Holographic Picture of Heavy Vector Meson Melting

TL;DR

This paper uses an extended holographic model to analyze the thermal dissociation of heavy vector mesons like bottomonium and charmonium, revealing how different states melt at various temperatures in a quark-gluon plasma.

Contribution

It introduces a finite-temperature extension of a soft wall AdS/QCD model that accurately predicts decay constants and masses of heavy mesons, and analyzes their melting behavior in thermal medium.

Findings

Higher excitations melt at lower temperatures.

Bottomonium 1S state survives at temperatures above deconfinement.

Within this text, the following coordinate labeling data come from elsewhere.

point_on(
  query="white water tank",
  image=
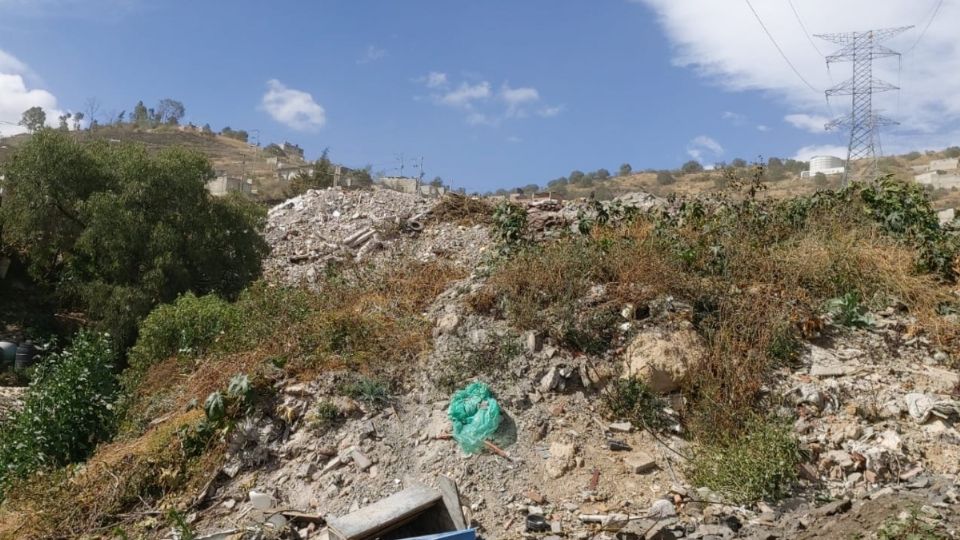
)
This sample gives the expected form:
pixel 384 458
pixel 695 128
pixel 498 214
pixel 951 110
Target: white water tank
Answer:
pixel 824 164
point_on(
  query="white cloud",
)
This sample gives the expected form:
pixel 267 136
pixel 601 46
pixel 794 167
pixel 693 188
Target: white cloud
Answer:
pixel 724 43
pixel 516 98
pixel 807 152
pixel 295 109
pixel 435 79
pixel 550 112
pixel 483 106
pixel 466 94
pixel 807 122
pixel 704 147
pixel 16 96
pixel 371 54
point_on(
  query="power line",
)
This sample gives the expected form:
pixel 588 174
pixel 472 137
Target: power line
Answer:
pixel 929 22
pixel 804 28
pixel 775 44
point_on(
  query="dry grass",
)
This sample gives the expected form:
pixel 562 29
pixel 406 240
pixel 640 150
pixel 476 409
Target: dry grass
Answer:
pixel 111 489
pixel 367 321
pixel 462 210
pixel 757 283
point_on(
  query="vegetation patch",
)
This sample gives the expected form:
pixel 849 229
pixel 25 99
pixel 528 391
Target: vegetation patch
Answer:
pixel 760 463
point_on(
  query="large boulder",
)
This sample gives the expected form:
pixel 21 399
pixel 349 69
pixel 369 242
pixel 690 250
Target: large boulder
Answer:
pixel 662 358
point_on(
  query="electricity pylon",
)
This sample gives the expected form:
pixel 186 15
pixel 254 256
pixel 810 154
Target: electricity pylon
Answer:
pixel 861 48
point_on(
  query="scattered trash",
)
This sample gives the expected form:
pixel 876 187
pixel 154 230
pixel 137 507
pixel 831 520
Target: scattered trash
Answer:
pixel 475 415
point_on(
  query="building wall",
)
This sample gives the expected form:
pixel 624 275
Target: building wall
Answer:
pixel 222 185
pixel 948 164
pixel 938 180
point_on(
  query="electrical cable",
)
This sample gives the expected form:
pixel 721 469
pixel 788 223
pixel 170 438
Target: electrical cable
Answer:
pixel 804 28
pixel 925 28
pixel 775 44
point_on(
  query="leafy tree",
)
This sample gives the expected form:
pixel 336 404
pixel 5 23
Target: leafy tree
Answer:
pixel 321 176
pixel 237 134
pixel 692 166
pixel 557 183
pixel 170 112
pixel 140 116
pixel 664 178
pixel 33 119
pixel 273 149
pixel 77 118
pixel 115 230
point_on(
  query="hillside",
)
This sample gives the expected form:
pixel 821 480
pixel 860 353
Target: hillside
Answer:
pixel 231 156
pixel 661 370
pixel 712 181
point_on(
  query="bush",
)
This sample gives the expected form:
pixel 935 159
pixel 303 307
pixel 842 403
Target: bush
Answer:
pixel 67 411
pixel 631 399
pixel 758 464
pixel 664 178
pixel 188 326
pixel 509 224
pixel 115 230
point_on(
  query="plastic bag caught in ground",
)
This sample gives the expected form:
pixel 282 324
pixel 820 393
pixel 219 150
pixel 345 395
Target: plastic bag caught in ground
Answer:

Spectral functions show clear melting transitions for all states.

Abstract

The fraction of heavy vector mesons produced in a heavy ion collision, as compared to a proton proton collision, serves as an important indication of the formation of a thermal medium, the quark gluon plasma. This sort of analysis strongly depends on understanding the thermal effects of a medium like the plasma on the states of heavy mesons. In particular, it is crucial to know the temperature ranges where they undergo a thermal dissociation, or melting. AdS/QCD models are know to provide an important tool for the calculation of hadronic masses, but in general are not consistent with the observation that decay constants of heavy vector mesons decrease with excitation level. It has recently been shown that this problem can be overcome using a soft wall background and introducing an extra energy parameter, through the calculation of correlation functions at a finite position of anti-de Sitter space. This approach leads to the evaluation of masses and decay constants of S wave quarkonium states with just one flavor dependent and one flavor independent parameters. Here we extend this more realistic model to finite temperatures and analyse the thermal behavior of the states $1S, 2S$ and $ 3S$ of bottomonium and charmonium. The corresponding spectral function exhibits a consistent picture for the melting of the states where, for each flavor, the higher excitations melt at lower temperatures. We estimate for these six states, the energy ranges in which the heavy vector mesons undergo a transition from a well defined peak in the spectral function to complete melting in the thermal medium. A very clear distinction between the heavy flavors emerges, with bottomonium state $\Upsilon (1S)$ surviving deconfinemet transition at temperatures much larger than the critical deconfinement temperature of the medium.